Beni okula bırakmadan bir gün önceki hali daha garipti. Sinsice neşeli gibi. Bir gün önce Temenyeri’ne gitmiştik. Çimenlerin üzerine oturmuştuk. Sigarasını yakmıştı. Yüzü asıktı. Önemli saydığı şeylerden söz açacağı zamanlardaki tavrını takınmıştı. Çekingen, konuşmasını bekliyordum. Bu kez hemen başlamadı. Uzun uzun düşünür göründü. Neden sonra: “Sana bugün şöyle böyle bildiğin şeyleri anlatmam lazım geliyor da…” demişti. Önceleri oldukça gizli kapaklı anlatıyor gibiydi, ama sonra birden açılmıştı. Açık açık: Buna “şu” derler, diyordu. Şöyle şöyle olur. Başımı önüme eğmiş dinliyordum. Arada bir kaçamak bakışlarla onıı gözlüyordum; ağırbaşlı denebilirdi, ama birden de gülüverecekmiş gibi. Gözleri yumuşak, mavimsi, parıltılı. Gözlerinin parıltısı acayip, dudakları ıslak. “Bunları başkalarından Öğrenip kötü yollara sapacağına…” diyordu. Gırtlağının iri çıkıntısından alamıyordum gözlerimi.
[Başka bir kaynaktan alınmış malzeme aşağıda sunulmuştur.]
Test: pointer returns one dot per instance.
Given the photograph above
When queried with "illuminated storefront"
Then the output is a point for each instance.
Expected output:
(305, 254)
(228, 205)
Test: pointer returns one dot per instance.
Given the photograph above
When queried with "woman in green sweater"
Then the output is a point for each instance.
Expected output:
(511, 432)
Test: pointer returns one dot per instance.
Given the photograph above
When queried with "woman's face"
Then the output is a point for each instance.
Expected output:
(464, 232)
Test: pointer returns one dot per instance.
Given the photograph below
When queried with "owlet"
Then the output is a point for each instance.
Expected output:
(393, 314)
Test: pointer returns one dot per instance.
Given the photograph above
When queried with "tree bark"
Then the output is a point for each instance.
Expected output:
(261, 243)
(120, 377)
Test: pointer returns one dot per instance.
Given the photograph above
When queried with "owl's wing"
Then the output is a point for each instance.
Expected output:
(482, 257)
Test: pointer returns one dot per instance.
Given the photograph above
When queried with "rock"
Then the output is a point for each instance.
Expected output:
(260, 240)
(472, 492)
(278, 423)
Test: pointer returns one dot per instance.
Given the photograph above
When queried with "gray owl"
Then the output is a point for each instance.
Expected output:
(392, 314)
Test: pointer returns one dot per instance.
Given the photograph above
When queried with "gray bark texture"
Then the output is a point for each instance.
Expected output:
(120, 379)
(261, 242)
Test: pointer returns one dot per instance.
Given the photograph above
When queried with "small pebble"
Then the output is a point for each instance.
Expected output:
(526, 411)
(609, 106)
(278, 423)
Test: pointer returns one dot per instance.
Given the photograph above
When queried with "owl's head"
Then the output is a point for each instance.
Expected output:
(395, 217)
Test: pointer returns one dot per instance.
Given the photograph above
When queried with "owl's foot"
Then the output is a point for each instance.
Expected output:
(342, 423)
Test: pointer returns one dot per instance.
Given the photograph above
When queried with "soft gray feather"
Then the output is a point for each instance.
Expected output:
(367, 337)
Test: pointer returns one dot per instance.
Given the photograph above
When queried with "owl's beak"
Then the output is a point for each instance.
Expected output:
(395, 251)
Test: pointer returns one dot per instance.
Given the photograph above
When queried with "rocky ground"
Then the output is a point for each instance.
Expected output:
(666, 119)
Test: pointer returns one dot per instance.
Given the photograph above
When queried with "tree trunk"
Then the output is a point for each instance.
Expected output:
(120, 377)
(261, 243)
Annem bardaklarımızı bir daha doldurdu. Çay kıpkırmızıydı. Sıcaktı. Ellerimi yakıyordu. Çayımı çabuk çabuk, içimi yaka yaka içmiştim. İçim gene de hafifçe bulantılıydı. Sarı çocuk yanı başındaki topu arada eline alıyor, isteksizce evirip çeviriyordu.

Bir yandan ilgisiz görünerek gözlerini benden yana kaydırıyor. Pek göz göze gelmemeye çalışıyordum. Bir ara bana “ağabey” demediğini, benim de daha onu adıyla çağırmadığımı düşünmüştüm. Sonra o: “Bak” demişti, “bunları ben yazdım.” Yazısı çarpık çurpuktu. Kafasını nasıl tutabiliyor diye tasayla yüzüne bakıyordum. Bacakları ip incecikti. Diz kapakları sivri, esmer. İçimden gene petit demiştim. Kolunu tutmak istemiştim. Kaçınır gibi yapmıştı galiba. Duvarda dedemin büyütülmüş bir fotoğrafı asılıydı. Eskiden yoktu. Ona dikmiştim gözlerimi. Kızdığı bir gün yüzüme tükürmüştü. O yavaşça yanıma sokulmuştu. Elinde topu. “Dedem öldü”, demişti. Gözleri dolu. Kocaman başını okşadım. Ses çıkarmadı. Horoz sesleri bekliyordum. Sokaktan demir tekerlekli bir araba geçti. Çapraz, cılız, soluk bir güneş odaya süzüldü. Annem: “Dayın da ağır” dedi, “sana yazmadık.”